Dry fruits get spicy twistsDry fruits platters are a staple gift during the season and are purchased in bulk by households for adding richness to homemade sweets as well.
And this year, the traditional platters are getting some spicy twists. "Going beyond the conventional salt and pepper or roasted cashews, we have got pav-bhaji flavour, cocktail flavour and mawa coated kaju. Similarly, almonds are available in kulfi, coffee-raisin, rose, blueberry and chocolate flavour," shares Dewanshu Neema, owner of the 450-years-old shop, Govindji, in Marothia bazaar. The price of these novelty dry fruits ranges from `300 to `180 for 250 grams. Besides quirky flavours in dry fruits, healthy seeds and fox nuts are also available in flavours like cream and onion, heeng-jeera, pani puri, etc. "I was amazed to see so many new flavours on offer in city shops. Generally, such flavours are found only in high-end gourmet shops. Making this available for the masses in old bazaar was a good move," says design student Pankhuri Sharma, who was purchasing boxes of the same.

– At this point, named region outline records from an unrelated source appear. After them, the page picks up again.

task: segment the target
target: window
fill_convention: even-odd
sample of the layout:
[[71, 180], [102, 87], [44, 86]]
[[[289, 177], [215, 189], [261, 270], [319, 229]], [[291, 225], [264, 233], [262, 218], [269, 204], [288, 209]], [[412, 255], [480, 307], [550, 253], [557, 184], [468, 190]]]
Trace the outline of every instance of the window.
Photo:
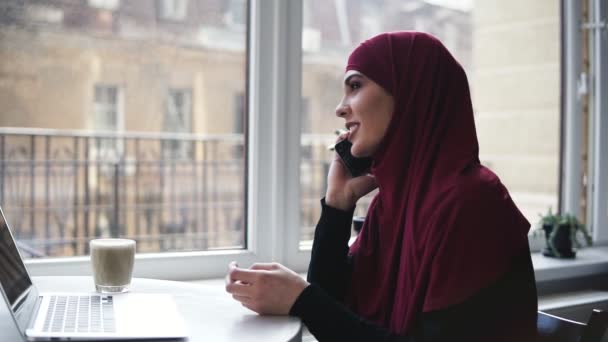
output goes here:
[[120, 0], [88, 0], [89, 6], [106, 10], [115, 10], [120, 5]]
[[[57, 11], [74, 6], [42, 2]], [[253, 0], [246, 2], [251, 29], [245, 32], [225, 20], [233, 3], [190, 1], [205, 10], [153, 29], [149, 20], [129, 21], [129, 30], [104, 33], [112, 39], [100, 38], [86, 18], [78, 28], [61, 21], [53, 27], [54, 44], [45, 35], [29, 39], [46, 28], [30, 30], [27, 22], [15, 28], [16, 13], [0, 18], [0, 204], [22, 251], [37, 259], [28, 260], [32, 274], [86, 274], [86, 241], [116, 234], [137, 239], [138, 276], [221, 277], [231, 260], [305, 270], [331, 158], [327, 145], [343, 127], [333, 109], [354, 47], [343, 44], [374, 30], [414, 29], [419, 16], [455, 45], [468, 72], [484, 163], [531, 221], [557, 202], [558, 3], [519, 10], [502, 3], [369, 0], [348, 2], [338, 20], [324, 0]], [[132, 15], [160, 14], [160, 1], [137, 4]], [[70, 48], [60, 50], [63, 45]], [[124, 147], [121, 158], [104, 164], [111, 165], [107, 173], [87, 171], [100, 164], [87, 146], [106, 136], [93, 128], [90, 80], [117, 88], [116, 117], [124, 126], [110, 134]], [[186, 112], [169, 113], [168, 86], [189, 93], [190, 133], [166, 132], [165, 118]], [[100, 91], [100, 99], [109, 93]], [[171, 101], [181, 103], [176, 108], [187, 103]], [[247, 117], [240, 124], [243, 103]], [[111, 121], [108, 116], [99, 121]], [[174, 127], [186, 126], [175, 120]], [[594, 127], [599, 139], [608, 136], [604, 124]], [[193, 145], [190, 157], [162, 158], [165, 142], [176, 136]], [[304, 146], [310, 154], [300, 153]], [[236, 148], [247, 160], [231, 153]], [[601, 160], [595, 175], [605, 173]], [[525, 179], [518, 178], [522, 169]], [[53, 257], [68, 258], [48, 260]]]
[[188, 0], [157, 0], [159, 18], [184, 20], [188, 10]]
[[[96, 85], [91, 128], [94, 131], [115, 133], [122, 131], [123, 103], [120, 88], [114, 85]], [[117, 159], [122, 144], [117, 139], [98, 137], [92, 142], [93, 159]]]
[[243, 93], [234, 96], [234, 133], [243, 134], [243, 119], [245, 113], [245, 95]]
[[[169, 90], [163, 126], [169, 133], [192, 133], [192, 92], [189, 89]], [[183, 159], [192, 156], [192, 144], [188, 141], [171, 139], [165, 143], [165, 157]]]
[[0, 101], [0, 205], [33, 274], [49, 262], [88, 272], [96, 237], [135, 239], [136, 269], [163, 278], [259, 255], [246, 161], [231, 153], [248, 145], [227, 113], [247, 94], [248, 30], [221, 20], [228, 3], [130, 2], [103, 31], [90, 6], [119, 1], [37, 1], [65, 13], [53, 26], [0, 17], [0, 97], [11, 99]]
[[245, 28], [246, 24], [245, 0], [229, 0], [228, 11], [225, 14], [226, 24], [236, 29]]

Cakes and cupcakes crackle this yearWith increasing demand for new types of confectionary items, bakers have created a crackling spread for patrons. Rakshita Mehta has been getting orders for anar and chakri cakes that give the feel of real crackers. "After having edible crackers last year, customers wanted something newer and bigger, so I floated the idea of anar and chakri cakes with real sparkles. Keeping the base of traditional flavours like fruit, vanilla or chocolate cakes, I designed it to look like a huge anar or chakri, with space for inserting the sparklers. When one lights it up, it looks like a real anar is showering sparkles. It’s a huge hit at Diwali parties."
Similarly, Diwali themed cupcakes with edible diyas, rangoli and crackers are also trending. Farida Amir, a city-based confectioner shares, "Cupcakes and fusion desserts have become common now. So on insistence of patrons, we made Diwali and cracker themed desserts this year. There are a myriad of choices in flavours from vanilla to rasmalai, kesar-pista, etc."
Truffles go desi, and mithayi videshiAlthough youngsters are inclined towards chocolates and baked goodies, they look for Indian flavours in these western desserts. "Corporates as well as youngsters prefer gifting chocolates and truffles because of their longer shelf life. At the same time, they look for Indianised flavours. We have masala chai, rose-pista and pinni truffles," says Rakshita. Other chocolatiers have also incorporated motichoor, shahi korma and mawa badam flavours in their chocolate hampers. Chocolatier Shivam Kalra adds, "Nobody wants soan-papdi anymore. But if it is stuffed inside a chocolate they will have it happily. That is why most of the confectioners are opting for desi flavoured treats."
On the other hand, mithaiwalas have upped their game by adding chocolate, blueberry and strawberry to their traditional mawa sweets to make them more likeable. "Customers always come looking for something different in mithais for Diwali, because it becomes a conversation starter among their peers and families. So we have added elements like chocolate or strawberry crust even to traditional sweets like gajak, to make it more appealing," shares Natwar Nema, owner of Nema Gajak.